When OFS Brands emerged from the recession, it didn’t rest long on the laurels of its survival. While it takes solid strategy to weather an economic downturn, as the contract furniture company did, it was apparent to vice president of information technologies Scott Franzel and OFS’s more than 1,500 employees that there was room for improvement. The best decisions are informed decisions, and to the credit of its associates from the field to the front office, OFS had been successfully decisive for years with limited and sometimes late information. With the help of technology, Franzel and his team are taking the guesswork out of the business.
Contract furniture is an industry with numerous touch points. Communication is key between vendors, manufacturers, dealers, and end users, but until recently, accessible, accurate information was more of a luxury than a given. Prepping for a meeting, an OFS associate needing something as fundamental as a customer’s purchase history would have to request a report from the IT help line and hope that someone could compile the data and send it in the half-hour between that call and the client meeting. And while it was easy for executives to meet in a conference room at the corporate office, OFS’s disparate business units had no way to collaborate remotely.
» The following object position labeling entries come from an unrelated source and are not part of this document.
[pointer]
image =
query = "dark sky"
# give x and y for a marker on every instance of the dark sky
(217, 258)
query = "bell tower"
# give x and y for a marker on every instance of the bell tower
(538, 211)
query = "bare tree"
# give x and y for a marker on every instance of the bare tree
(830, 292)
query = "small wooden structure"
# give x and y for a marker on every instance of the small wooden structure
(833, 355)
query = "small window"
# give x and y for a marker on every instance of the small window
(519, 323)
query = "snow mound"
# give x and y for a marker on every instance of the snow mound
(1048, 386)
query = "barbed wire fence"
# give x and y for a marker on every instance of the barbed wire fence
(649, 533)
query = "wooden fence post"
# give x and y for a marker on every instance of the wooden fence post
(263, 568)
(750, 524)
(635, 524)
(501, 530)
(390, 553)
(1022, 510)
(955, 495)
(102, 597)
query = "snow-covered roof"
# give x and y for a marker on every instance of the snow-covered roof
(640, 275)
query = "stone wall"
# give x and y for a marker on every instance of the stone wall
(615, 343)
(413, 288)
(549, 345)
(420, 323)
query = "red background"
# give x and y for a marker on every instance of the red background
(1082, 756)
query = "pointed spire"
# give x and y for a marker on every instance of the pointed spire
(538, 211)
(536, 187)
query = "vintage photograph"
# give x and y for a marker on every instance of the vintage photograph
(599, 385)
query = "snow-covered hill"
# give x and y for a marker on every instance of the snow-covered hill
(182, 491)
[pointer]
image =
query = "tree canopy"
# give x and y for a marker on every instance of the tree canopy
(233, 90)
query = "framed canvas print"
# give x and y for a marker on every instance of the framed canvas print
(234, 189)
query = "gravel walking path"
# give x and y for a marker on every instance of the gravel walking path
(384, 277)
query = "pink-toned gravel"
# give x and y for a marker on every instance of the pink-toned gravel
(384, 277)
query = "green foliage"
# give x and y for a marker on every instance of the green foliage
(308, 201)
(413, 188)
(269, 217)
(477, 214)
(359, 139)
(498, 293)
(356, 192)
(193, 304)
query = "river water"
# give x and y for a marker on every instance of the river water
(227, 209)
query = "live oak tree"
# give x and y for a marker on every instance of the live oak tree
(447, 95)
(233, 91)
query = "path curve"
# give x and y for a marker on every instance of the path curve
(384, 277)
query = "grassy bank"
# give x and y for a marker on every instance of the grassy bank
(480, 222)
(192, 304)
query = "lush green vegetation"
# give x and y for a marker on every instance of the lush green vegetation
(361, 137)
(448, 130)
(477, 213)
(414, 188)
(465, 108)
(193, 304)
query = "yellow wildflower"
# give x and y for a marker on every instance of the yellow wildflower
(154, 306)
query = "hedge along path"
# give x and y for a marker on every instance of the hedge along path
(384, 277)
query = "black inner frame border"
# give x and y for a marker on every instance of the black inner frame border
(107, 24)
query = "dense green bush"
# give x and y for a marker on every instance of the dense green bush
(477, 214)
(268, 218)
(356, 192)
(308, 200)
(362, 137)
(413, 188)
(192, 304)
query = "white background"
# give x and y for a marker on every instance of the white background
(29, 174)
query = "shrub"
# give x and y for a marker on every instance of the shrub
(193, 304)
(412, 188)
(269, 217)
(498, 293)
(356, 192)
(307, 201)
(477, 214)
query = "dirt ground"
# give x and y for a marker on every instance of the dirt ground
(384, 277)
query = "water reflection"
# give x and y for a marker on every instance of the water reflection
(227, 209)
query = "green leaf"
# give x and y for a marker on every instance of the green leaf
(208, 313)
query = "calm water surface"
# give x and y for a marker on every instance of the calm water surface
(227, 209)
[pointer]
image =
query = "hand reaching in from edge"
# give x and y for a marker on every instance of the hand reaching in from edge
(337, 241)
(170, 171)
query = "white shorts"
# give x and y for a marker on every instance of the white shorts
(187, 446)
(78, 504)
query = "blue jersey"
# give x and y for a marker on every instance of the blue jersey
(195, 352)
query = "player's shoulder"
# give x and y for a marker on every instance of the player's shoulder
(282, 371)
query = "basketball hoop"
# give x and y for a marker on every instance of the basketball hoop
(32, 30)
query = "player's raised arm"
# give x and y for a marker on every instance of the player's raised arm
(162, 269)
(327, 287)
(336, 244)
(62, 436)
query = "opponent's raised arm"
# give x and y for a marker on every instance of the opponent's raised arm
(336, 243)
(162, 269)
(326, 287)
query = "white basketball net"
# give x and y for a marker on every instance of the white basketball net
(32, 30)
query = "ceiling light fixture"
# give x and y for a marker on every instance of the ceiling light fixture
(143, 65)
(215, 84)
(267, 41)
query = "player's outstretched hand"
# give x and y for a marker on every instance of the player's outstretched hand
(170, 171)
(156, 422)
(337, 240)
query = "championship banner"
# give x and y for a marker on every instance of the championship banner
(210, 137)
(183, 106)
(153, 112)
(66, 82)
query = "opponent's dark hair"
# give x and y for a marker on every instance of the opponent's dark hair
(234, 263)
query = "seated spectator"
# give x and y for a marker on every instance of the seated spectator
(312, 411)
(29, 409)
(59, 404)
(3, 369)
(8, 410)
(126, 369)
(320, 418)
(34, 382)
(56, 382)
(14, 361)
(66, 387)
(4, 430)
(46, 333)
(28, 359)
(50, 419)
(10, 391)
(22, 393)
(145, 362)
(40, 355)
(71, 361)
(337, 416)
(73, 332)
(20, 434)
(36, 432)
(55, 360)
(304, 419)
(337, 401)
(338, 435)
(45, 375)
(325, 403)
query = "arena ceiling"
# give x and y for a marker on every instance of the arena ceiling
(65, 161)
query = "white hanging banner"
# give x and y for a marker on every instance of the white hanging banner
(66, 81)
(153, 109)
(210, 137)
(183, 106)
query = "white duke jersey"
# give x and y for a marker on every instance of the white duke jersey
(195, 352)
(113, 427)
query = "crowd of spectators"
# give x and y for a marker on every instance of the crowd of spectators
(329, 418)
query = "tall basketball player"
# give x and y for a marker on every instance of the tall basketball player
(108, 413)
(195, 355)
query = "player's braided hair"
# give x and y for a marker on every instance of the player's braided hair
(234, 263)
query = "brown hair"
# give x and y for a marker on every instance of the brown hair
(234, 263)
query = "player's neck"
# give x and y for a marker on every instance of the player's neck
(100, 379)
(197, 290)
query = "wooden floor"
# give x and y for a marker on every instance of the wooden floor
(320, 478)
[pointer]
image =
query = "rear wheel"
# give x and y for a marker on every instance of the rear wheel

“It’s a challenge in our industry to keep up with market demands,” says Franzel. “As an IT department, our objective is to provide solutions that help us keep pace.”
Whatever solution Franzel would deliver, he knew it had to satisfy some key criteria: it had to be self-service in nature, and it had to be consistent, delivering the same information to all users. His team looked to mobile technology and the trend toward intuitive applications. It was clear they would need to change their infrastructure to support a mobile solution and to protect the company’s intellectual property, so they began building a data warehouse before any solutions were ever considered. Then they decided they wanted to provide timely analytics to a range of stakeholders, and they knew they would need a partner to do it.
“Choosing vendors and developing strong partnerships has been absolutely critical for IT to drive value for the organization,” says Franzel, who selected Information Builders to build a business-intelligence application. Sourcing feedback from its business units, OFS posed a challenge to several business-intelligence vendors. Using real OFS data, vendors demonstrated solutions to a team of 15 employees. As an unintended consequence, the associates began discussing issues and opportunities made apparent by the new technology—a benefit Franzel says demonstrated the untapped potential of interdepartmental discussion.
The evaluation team vetted solutions with a three-part scorecard, giving each a grade based on user evaluation, technological considerations, and feedback from other companies that had partnered with the vendor. Franzel and the team settled on WebFOCUS, a solution developed by Information Builders. The application stood out for a variety of factors, including ease of use, technical support, and the ability to amend the application as the needs of OFS evolved.
Eighteen months after implementation, WebFOCUS is proving a smart choice. With key performance indicators and metrics available every day, the executive team can make corrections to the business before they become costly. Expediting critical data that once took a month to generate, the application has significantly impacted profitability, Franzel says. It has also changed the way IT supports the business and enhanced the value of the information the department provides. Rather than spending time on issue and asset management, IT resources can focus on business outcomes. Where once business intelligence was a project, now it is a fundamental part of standard operations.
Before business intelligence, employees from every level at OFS expressed a need and looked to their IT team to fill it. Franzel and his team listened to their concerns and that’s exactly what impressed them about Information Builders. A strategic partner, says Franzel, is what companies must be looking for. Any vendor can solve today’s problems, but the ones CIOs should search for are those that will help their business reach the goals of tomorrow.